Lady Lever Art Gallery

Lady Lever Art Gallery, Liverpool

The Lady Lever Art Gallery houses one of the UK’s finest collections of fine and decorative art. It has the best representation of Wedgwood jasperware anywhere in the world and its gallery of Pre-Raphaelite paintings is internationally renowned.

The gallery was founded by William Hesketh Lever (1851-1925) and opened in 1922 by Princess Beatrice, the youngest daughter of Queen Victoria. The museum is a significant surviving example of late Victorian and Edwardian taste and remains the only major public urban gallery built by its founder to house its originally intended collection.

William Davidson Chinoiserie Chair c 1766

Humphries Weaving were appointed to weave a silk damask woven narrow in dark blue and gold fabric for the restoration of a set of Chinoiserie chairs.
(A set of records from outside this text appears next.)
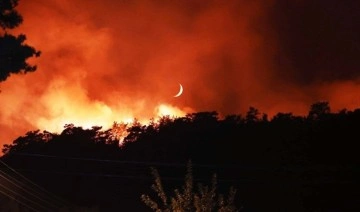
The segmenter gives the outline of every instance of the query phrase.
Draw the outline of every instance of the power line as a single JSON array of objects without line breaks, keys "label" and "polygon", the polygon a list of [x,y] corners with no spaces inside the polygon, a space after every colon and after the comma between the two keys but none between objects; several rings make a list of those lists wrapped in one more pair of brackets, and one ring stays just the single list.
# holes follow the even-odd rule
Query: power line
[{"label": "power line", "polygon": [[[117,175],[117,174],[103,174],[103,173],[84,173],[84,172],[62,172],[62,171],[44,171],[44,170],[32,170],[32,169],[19,169],[23,172],[39,172],[47,174],[62,174],[62,175],[76,175],[76,176],[86,176],[86,177],[104,177],[104,178],[127,178],[127,179],[141,179],[141,180],[153,180],[154,177],[150,176],[136,176],[136,175]],[[184,178],[177,177],[161,177],[162,180],[167,181],[184,181]],[[209,179],[194,179],[194,181],[208,181]],[[222,182],[234,182],[237,180],[230,179],[217,179]],[[249,180],[253,181],[253,180]]]},{"label": "power line", "polygon": [[[133,165],[146,165],[146,166],[159,166],[159,167],[186,167],[187,163],[164,163],[164,162],[151,162],[151,161],[129,161],[129,160],[112,160],[112,159],[99,159],[99,158],[85,158],[85,157],[71,157],[71,156],[59,156],[59,155],[45,155],[35,153],[12,153],[13,155],[28,156],[28,157],[44,157],[44,158],[59,158],[67,160],[79,160],[79,161],[92,161],[103,163],[118,163],[118,164],[133,164]],[[199,164],[191,163],[193,167],[199,168],[216,168],[216,169],[242,169],[242,170],[254,170],[254,171],[305,171],[305,170],[355,170],[352,166],[331,166],[331,165],[292,165],[292,166],[259,166],[259,165],[241,165],[241,164]]]},{"label": "power line", "polygon": [[[15,173],[15,175],[19,176],[20,178],[22,178],[23,180],[25,180],[28,184],[33,185],[35,188],[41,190],[42,192],[46,193],[49,197],[51,196],[54,199],[57,199],[57,201],[59,201],[62,205],[69,205],[69,203],[66,200],[63,200],[62,198],[54,195],[53,193],[47,191],[46,189],[44,189],[43,187],[37,185],[36,183],[32,182],[31,180],[29,180],[28,178],[26,178],[25,176],[23,176],[22,174],[20,174],[18,171],[16,171],[15,169],[11,168],[9,165],[7,165],[5,162],[3,162],[0,159],[0,163],[3,164],[7,169],[9,169],[10,171],[12,171],[13,173]],[[28,185],[26,184],[26,185]]]},{"label": "power line", "polygon": [[[84,173],[84,172],[63,172],[63,171],[45,171],[45,170],[32,170],[32,169],[19,169],[19,171],[23,172],[39,172],[39,173],[47,173],[47,174],[62,174],[62,175],[76,175],[76,176],[86,176],[86,177],[104,177],[104,178],[127,178],[127,179],[141,179],[141,180],[153,180],[154,177],[150,176],[139,176],[139,175],[117,175],[117,174],[104,174],[104,173]],[[161,180],[166,181],[184,181],[184,178],[179,177],[160,177]],[[194,181],[209,181],[210,178],[195,178]],[[225,178],[217,178],[218,182],[232,182],[232,183],[249,183],[249,182],[261,182],[261,183],[279,183],[279,184],[286,184],[286,183],[297,183],[297,184],[350,184],[354,183],[355,181],[351,180],[272,180],[268,181],[266,179],[259,180],[259,179],[225,179]]]},{"label": "power line", "polygon": [[[121,161],[121,160],[109,160],[98,158],[83,158],[83,157],[69,157],[69,156],[57,156],[57,155],[44,155],[44,154],[30,154],[30,153],[13,153],[14,155],[32,156],[32,157],[46,157],[46,158],[61,158],[69,160],[83,160],[83,161],[95,161],[106,163],[122,163],[122,164],[140,164],[140,165],[160,165],[160,166],[186,166],[178,163],[160,163],[160,162],[144,162],[144,161]],[[195,165],[195,164],[192,164]],[[209,165],[196,165],[196,166],[209,166]]]},{"label": "power line", "polygon": [[[16,170],[14,170],[13,168],[8,166],[6,163],[4,163],[1,160],[0,160],[0,164],[5,166],[8,170],[10,170],[13,173],[13,174],[10,174],[10,173],[4,172],[5,170],[0,170],[0,177],[5,179],[6,181],[10,182],[10,184],[12,184],[13,187],[15,186],[15,187],[19,188],[20,190],[24,191],[25,193],[19,193],[19,192],[15,191],[15,188],[11,189],[9,187],[6,187],[6,186],[0,184],[3,188],[15,193],[16,195],[18,195],[21,198],[24,198],[24,199],[32,202],[33,204],[36,204],[42,208],[46,208],[47,211],[53,211],[54,208],[59,209],[62,207],[71,206],[71,204],[67,203],[66,201],[62,200],[61,198],[55,196],[54,194],[48,192],[44,188],[33,183],[32,181],[30,181],[29,179],[27,179],[26,177],[21,175],[19,172],[17,172]],[[4,169],[4,167],[3,167],[3,169]],[[15,176],[14,176],[14,174],[15,174]],[[21,182],[19,179],[17,179],[18,177],[16,177],[16,176],[25,180],[26,183]],[[2,193],[4,193],[4,191]],[[29,194],[30,196],[35,197],[35,200],[37,200],[37,201],[27,198],[25,196],[25,194]],[[47,205],[47,206],[45,206],[45,205]],[[50,208],[52,208],[51,210],[49,210],[49,206],[50,206]],[[73,206],[71,206],[71,207],[73,207]]]},{"label": "power line", "polygon": [[[2,174],[1,174],[2,173]],[[6,175],[6,176],[4,176]],[[32,197],[35,197],[35,199],[40,200],[43,203],[49,204],[54,208],[57,208],[58,206],[56,206],[55,204],[49,202],[46,200],[46,197],[44,194],[38,193],[37,191],[35,191],[34,189],[29,189],[27,188],[26,184],[21,183],[19,181],[17,181],[16,179],[10,179],[12,178],[9,175],[7,175],[6,173],[4,173],[3,171],[0,170],[0,177],[5,179],[6,181],[10,182],[12,185],[14,185],[15,187],[19,188],[20,190],[23,190],[25,193],[30,194]],[[30,190],[30,191],[29,191]]]},{"label": "power line", "polygon": [[[1,183],[0,183],[0,187],[5,189],[5,190],[0,189],[1,193],[5,194],[5,195],[8,194],[8,193],[6,193],[6,191],[10,191],[10,192],[12,192],[13,194],[16,195],[15,197],[20,197],[20,198],[22,198],[22,199],[24,199],[24,200],[26,200],[26,201],[28,201],[28,202],[31,202],[31,203],[33,203],[33,204],[35,204],[35,205],[40,206],[41,208],[44,208],[44,209],[47,209],[47,210],[49,209],[49,208],[44,207],[43,205],[41,205],[41,204],[39,204],[39,203],[31,200],[31,199],[23,196],[21,193],[18,193],[18,192],[16,192],[16,191],[12,190],[11,188],[6,187],[5,185],[3,185],[3,184],[1,184]],[[9,195],[7,195],[7,196],[9,196]],[[13,199],[14,199],[14,200],[18,200],[18,198],[13,198]],[[36,209],[34,209],[33,207],[31,207],[31,206],[29,206],[29,205],[26,205],[26,206],[29,207],[29,208],[31,208],[32,210],[36,210]],[[39,211],[39,210],[36,210],[36,211]],[[49,210],[49,211],[50,211],[50,210]]]},{"label": "power line", "polygon": [[[70,157],[70,156],[58,156],[58,155],[45,155],[34,153],[12,153],[14,155],[29,156],[29,157],[45,157],[45,158],[60,158],[69,160],[82,160],[82,161],[94,161],[104,163],[119,163],[119,164],[135,164],[135,165],[147,165],[147,166],[169,166],[169,167],[186,167],[187,164],[180,163],[164,163],[164,162],[146,162],[146,161],[129,161],[129,160],[110,160],[110,159],[98,159],[98,158],[84,158],[84,157]],[[244,165],[225,165],[225,164],[198,164],[192,163],[193,167],[203,168],[242,168],[242,169],[254,169],[254,170],[268,170],[267,167],[255,167]]]},{"label": "power line", "polygon": [[10,199],[15,200],[16,202],[18,202],[18,203],[20,203],[21,205],[23,205],[23,206],[25,206],[25,207],[29,208],[30,210],[33,210],[33,211],[36,211],[36,212],[40,212],[39,210],[36,210],[35,208],[33,208],[33,207],[29,206],[28,204],[26,204],[26,203],[24,203],[24,202],[20,201],[19,199],[15,198],[14,196],[11,196],[11,195],[9,195],[9,194],[7,194],[7,193],[3,192],[2,190],[0,190],[0,193],[2,193],[3,195],[5,195],[5,196],[9,197]]}]

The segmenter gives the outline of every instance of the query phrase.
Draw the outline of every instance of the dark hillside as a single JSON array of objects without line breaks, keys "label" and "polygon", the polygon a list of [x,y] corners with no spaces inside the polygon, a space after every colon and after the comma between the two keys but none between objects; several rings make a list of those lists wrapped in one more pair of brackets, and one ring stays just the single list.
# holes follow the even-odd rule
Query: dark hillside
[{"label": "dark hillside", "polygon": [[327,107],[271,120],[255,108],[224,119],[216,112],[163,117],[129,127],[121,147],[111,130],[67,125],[60,134],[19,137],[4,146],[2,160],[73,204],[101,211],[146,210],[140,195],[151,193],[149,167],[172,188],[182,184],[189,159],[197,182],[217,173],[220,191],[237,188],[243,211],[360,209],[360,110]]}]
There is a document of this fabric in the Warner Textile Archive.

The chair is from a set of seven (and a further sofa) the suite was made by William Davidson for Sir John (Later Lord) Delaval at Ford Castle, Northumberland.

Project reference: 1092

Gilt Stool

Humphries Weaving were also commissioned to weave a narrow woven silk damask in crimson for the upholstery of a gilt stool.